Unnamed: 0,review,rating
0,"""It has no side effect, I take it in combinati...",2
1,"""My son is halfway through his fourth week of ...",2
2,"""I used to take another oral contraceptive, wh...",1
3,"""This is my first time using any form of birth...",2
4,"""Suboxone has completely turned my life around...",2
5,"""2nd day on 5mg started to work with rock hard...",0


In [8]:
rating_to_sentiment(test)
test.tail(7)

Unnamed: 0,review,rating
53759,"""I was on Microgestin for about 3 years. Over ...",1
53760,"""I started taking Apri about 7 months ago. My ...",2
53761,"""I have taken Tamoxifen for 5 years. Side effe...",2
53762,"""I&#039;ve been taking Lexapro (escitaploprgra...",2
53763,"""I&#039;m married, 34 years old and I have no ...",2
53764,"""I was prescribed Nucynta for severe neck/shou...",0
53765,"""It works!!!""",2


Split the data into their corresponding inputs and labels so that we can process them for the model.

In [9]:
train_X, train_y = train['review'].values, train['rating'].values

test_X, test_y = test['review'].values, test['rating'].values

In [18]:
# Print a random review to see if it was correctly processed
print(train_X[21], train_y[21])

"I have insomnia, it&#039;s horrible. My story begins with my PCP prescribing me Prozac to help with intestinal issues, because I was desperate I tried it, I was on it for 3 weeks. Stopped because of insomnia. Then I was prescribed Ativan, it out me out, but was very addicting. I had rebound insomnia. Then after about 14 days I hardly any sleep l tried the doctor one more time. I asked him about Trazadone. He told me that was a good medication for insomnia. He put me on 25 mgs, but stated I may have to figure out what dosage is best for me. I am currently taking 100 mgs, which is on the low range of what is prescribed, 400 mgs being at the high end for insomnia. I have the dry mouth and nasel congestion. I can live with that, I sleep now, yeah..." 2


### Review Formatting
*To be filled in...*

In [11]:
def review_to_words(review):
    nltk.download("stopwords", quiet=True)
    stemmer = PorterStemmer()
    
    text = BeautifulSoup(review, "html.parser").get_text() # Remove HTML tags
    text = re.sub(r"[^a-zA-Z0-9]", " ", text.lower()) # Convert to lower case
    words = text.split() # Split string into words
    words = [w for w in words if w not in stopwords.words("english")] # Remove stopwords
    words = [PorterStemmer().stem(w) for w in words] # stem
    
    return words

In [None]:
train_X, train_y = shuffle(train_X, train_y, random_state=42)

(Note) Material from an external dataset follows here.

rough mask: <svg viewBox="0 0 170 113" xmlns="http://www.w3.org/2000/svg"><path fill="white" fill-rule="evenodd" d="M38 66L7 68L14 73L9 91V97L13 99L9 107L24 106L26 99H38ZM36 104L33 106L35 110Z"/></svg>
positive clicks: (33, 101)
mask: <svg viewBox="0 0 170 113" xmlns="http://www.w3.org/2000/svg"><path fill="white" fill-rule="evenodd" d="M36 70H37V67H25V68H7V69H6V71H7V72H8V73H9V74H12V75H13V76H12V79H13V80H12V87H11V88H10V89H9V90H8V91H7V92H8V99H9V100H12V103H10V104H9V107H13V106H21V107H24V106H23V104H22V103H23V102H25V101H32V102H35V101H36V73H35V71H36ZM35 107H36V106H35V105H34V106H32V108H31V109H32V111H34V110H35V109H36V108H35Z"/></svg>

train_X, val_X, train_y, val_y = train_test_split(train_X, train_y, test_size=0.2, random_state=42)

print(f'Training size: {len(train_X)}\nValidation size: {len(val_X)}')

In [None]:
fig, axes = plt.subplots(1, 3, figsize=(14,4))
sns.countplot(ax=axes[0], x=train_y)
axes[0].set_title('Training Distribution')
axes[0].set_ylabel('')
sns.countplot(ax=axes[1], x=val_y)
axes[1].set_title('Validation Distribution')
axes[1].set_ylabel('')
sns.countplot(ax=axes[2], x=test_y)
axes[2].set_title('Test Distribution')
axes[2].set_ylabel('')

plt.tight_layout()
plt.show();

It looks that we kept the same distribution for each data set. It is important to note a large class imbalance, with a majority of the data being positive. The base accuracy would be if the model classified all reviews as 2 would be around 66% (calculated using all three data sets). Knowing this, we now expect our model accuracy to be greatly more than 66% if it is correctly learning.